Your letter of 28 November to Mr Alder contained not one but eighteen separate requests for information under the Code This information is not held in one single, easily accessible, point within the Agency, and some of your requests (for example those concerning your previous letters to Dr Raine) refer to requests that you have already made, To provide full answers requires liaison and consultation within the Agency. We believe, therefore, that the requests contained in your letter of the 28th November can not be reasonably considered to be "simple, and, that the Agency is therefore justified in taking in excess of the recommended 20 working days to respond to them.
You say in you letter of 24 December that you "did not ask the Agency to consider something, I asked for information I am entitled to get." It is MCA policy that all requests for information are considered under the Code.

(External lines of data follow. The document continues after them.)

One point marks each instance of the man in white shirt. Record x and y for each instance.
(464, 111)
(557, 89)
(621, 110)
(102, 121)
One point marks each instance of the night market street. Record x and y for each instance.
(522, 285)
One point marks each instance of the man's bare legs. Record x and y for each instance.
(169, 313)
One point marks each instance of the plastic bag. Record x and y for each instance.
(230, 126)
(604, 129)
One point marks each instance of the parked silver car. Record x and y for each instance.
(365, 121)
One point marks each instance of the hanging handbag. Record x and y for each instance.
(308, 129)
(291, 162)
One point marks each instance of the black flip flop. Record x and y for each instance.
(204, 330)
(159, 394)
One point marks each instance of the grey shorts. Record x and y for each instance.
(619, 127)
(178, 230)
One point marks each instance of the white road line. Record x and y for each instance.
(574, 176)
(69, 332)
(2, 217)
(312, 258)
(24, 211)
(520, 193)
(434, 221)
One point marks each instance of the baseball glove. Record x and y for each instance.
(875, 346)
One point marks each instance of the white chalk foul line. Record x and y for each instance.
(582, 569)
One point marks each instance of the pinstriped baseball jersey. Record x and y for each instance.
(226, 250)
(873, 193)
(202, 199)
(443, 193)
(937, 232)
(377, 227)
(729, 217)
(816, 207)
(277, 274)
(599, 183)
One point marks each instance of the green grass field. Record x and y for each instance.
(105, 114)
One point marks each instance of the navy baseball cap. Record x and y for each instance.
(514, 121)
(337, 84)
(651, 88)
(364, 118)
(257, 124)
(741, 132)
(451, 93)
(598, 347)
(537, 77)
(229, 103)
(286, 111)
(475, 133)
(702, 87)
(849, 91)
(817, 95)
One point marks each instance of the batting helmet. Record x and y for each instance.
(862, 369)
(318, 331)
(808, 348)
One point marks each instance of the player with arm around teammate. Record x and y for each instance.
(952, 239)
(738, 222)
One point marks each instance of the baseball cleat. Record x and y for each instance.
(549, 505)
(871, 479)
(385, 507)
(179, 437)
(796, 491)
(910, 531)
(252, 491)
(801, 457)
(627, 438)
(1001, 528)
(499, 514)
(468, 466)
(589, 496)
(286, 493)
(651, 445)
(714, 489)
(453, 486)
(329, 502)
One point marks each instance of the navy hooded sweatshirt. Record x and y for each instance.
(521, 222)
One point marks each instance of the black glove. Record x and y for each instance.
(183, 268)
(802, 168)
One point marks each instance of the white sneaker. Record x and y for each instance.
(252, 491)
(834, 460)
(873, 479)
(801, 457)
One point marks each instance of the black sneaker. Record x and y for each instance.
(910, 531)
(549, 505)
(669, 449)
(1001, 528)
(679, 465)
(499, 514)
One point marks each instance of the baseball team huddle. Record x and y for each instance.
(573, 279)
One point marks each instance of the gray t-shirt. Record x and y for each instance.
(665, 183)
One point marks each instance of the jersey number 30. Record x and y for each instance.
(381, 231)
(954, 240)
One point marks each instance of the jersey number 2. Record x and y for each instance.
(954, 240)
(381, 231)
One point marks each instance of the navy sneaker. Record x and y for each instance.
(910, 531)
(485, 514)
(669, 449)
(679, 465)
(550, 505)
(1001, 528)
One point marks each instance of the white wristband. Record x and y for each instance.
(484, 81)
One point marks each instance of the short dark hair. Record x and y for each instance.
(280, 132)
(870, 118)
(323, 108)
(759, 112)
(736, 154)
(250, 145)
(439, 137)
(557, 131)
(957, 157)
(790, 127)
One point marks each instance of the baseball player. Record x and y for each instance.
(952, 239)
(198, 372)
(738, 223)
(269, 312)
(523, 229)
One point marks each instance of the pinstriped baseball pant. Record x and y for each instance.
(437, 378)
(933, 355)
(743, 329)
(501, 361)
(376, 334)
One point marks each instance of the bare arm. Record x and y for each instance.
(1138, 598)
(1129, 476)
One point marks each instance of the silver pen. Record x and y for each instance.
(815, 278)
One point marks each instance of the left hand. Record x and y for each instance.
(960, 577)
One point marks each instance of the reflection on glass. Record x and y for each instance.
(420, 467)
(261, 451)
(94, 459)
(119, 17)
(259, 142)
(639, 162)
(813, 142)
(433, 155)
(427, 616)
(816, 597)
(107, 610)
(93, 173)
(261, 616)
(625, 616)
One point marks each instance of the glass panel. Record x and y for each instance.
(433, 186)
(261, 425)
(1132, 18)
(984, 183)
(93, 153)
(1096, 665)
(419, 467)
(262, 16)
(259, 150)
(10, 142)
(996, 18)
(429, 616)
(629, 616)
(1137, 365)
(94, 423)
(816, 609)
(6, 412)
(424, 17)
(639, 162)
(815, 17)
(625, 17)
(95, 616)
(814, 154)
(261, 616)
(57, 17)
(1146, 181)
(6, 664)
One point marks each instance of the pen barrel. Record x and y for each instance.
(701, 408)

It may be the case, for instance, that such consideration will lead to the conclusion that information previously believed to be exempt is, in fact, releasable, or has become releasable with the passage of time.
You make two new requests for information in your letter of 24th December. The first relates to the existence, or otherwise, of a "database or some other collection of data from which it would have been possible to extrapolate, in less than four person hours [a] the number of occasions in the previous year on which the MCA had made representations about possible breaches of the medicines advertising regulations to licence holders, indicating in each case [b] the identity of the manufacturer/product and [c] the nature of the complaint." You also asked how long, in the absence of such a database, it would take the Agency to locate and collate such information. The MCA has no such database or other collection of data. I have established from relevant colleagues that it would take approximately three hours to extract figures for one year You may be interested to know that the Agencys Annual Report for the year 2001/2002 included the following, under the heading "Advertising", "The Agency identified a total of 131 potential breaches of the legislation, leading to the amendment or withdrawal of the advertising material." (page 23), The total of representations made would have been greater than this number, as not all representations would have resulted in further action.
In respect of [b] and [c], I refer you to Mr Alders letter of 11 October 2000, replying to your request for similar information of 30 January 2000 In his letter Mr Alder wrote "I consider that the information you requested concerning the identity of the manufacturer/ product, and the nature of the complaint should be withheld under Exemption 4c of the Code of Practice on Access to Government Information." It remains the case that the Agency believes that Exemption 4c applies, and therefore I am unable to provide details of the identity of manufacturer/product or the nature of the complaint.
We hope to be able to respond fully to your letter of 28 November soon. If you are dissatisfied with the way in which the Agency has dealt with this request to date, or with your letter of 24 December, under the review system that you are familiar with, you have recourse to the Parliamentary Commissioner for Administration.